On our second appointment, the therapist asks me if I feel angry. In fact, yes, I feel plenty of anger—toward my husband, however, not the rapist. But I can’t talk about the plan. It embarrasses me, deeply, and I’m not sure if she would have to report my husband to some authority.
“No, I’m not angry,” I say.
She feels that I need to allow myself to be angry. She gives me one of the many pillows in her office and tells me to pretend it’s the rapist.
“Punch him,” she says. “Yell at him. Tell him what he did to you. Let it out.”
I give the pillow a halfhearted punch.
“Now go ahead and yell,” she says.
I stare at the pillow. After some thought, I decide I have nothing to say to the pillow.
“I can’t yell at the pillow,” I say. “I’m not sure I’m feeling anger right now.”
I believed that for the longest time. Twenty-three years later, when I decided to look for David Francis, it occurred to me that the therapist was right: My anger was there, waiting to attack, but I was afraid of it. It was too large, too unruly, too honest. There was no way I, raised to be a polite girl, could roar my terrible roar, and gnash my terrible teeth, and show my terrible claws.

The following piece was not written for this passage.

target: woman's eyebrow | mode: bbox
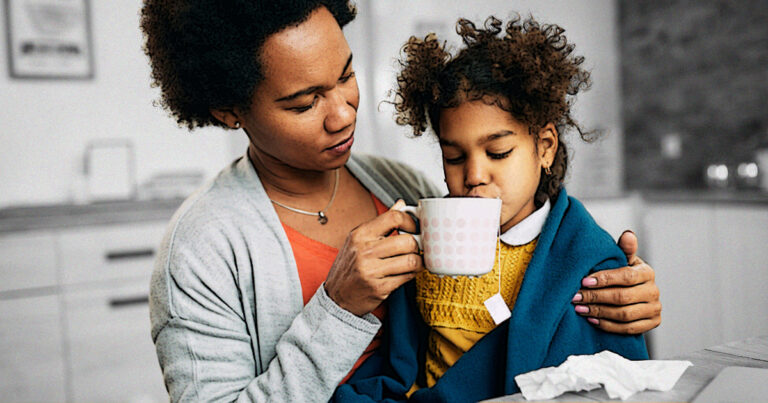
[275,53,352,102]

So I banished my anger to a faraway cave, and in its absence I felt … nothing. Emptiness. I was a ghost, my body made of vapor. Maybe it couldn’t feel anything.

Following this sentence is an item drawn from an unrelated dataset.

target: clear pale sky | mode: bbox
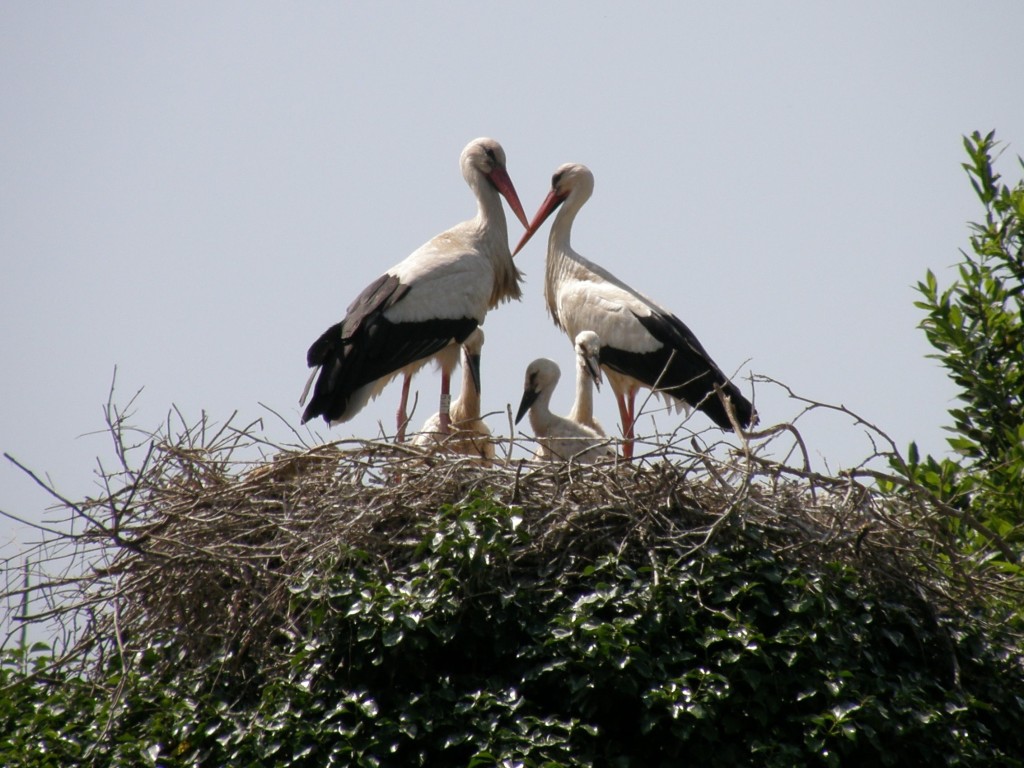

I welcomed this absence of feeling. I decided that it meant I’d recovered. In my inner dialogues, I talked to myself like the nastiest right-wing curmudgeon on talk radio, telling myself, “Get over it! You survived. Now stop thinking about it, stop acting like a victim, and for God’s sake stop whining. Just get on with your life.”
So I did. After three sessions, we quit seeing that therapist.
And after the trial, we stopped talking about the rape. We both thought about it—a lot, as it turned out—but we did not mention it.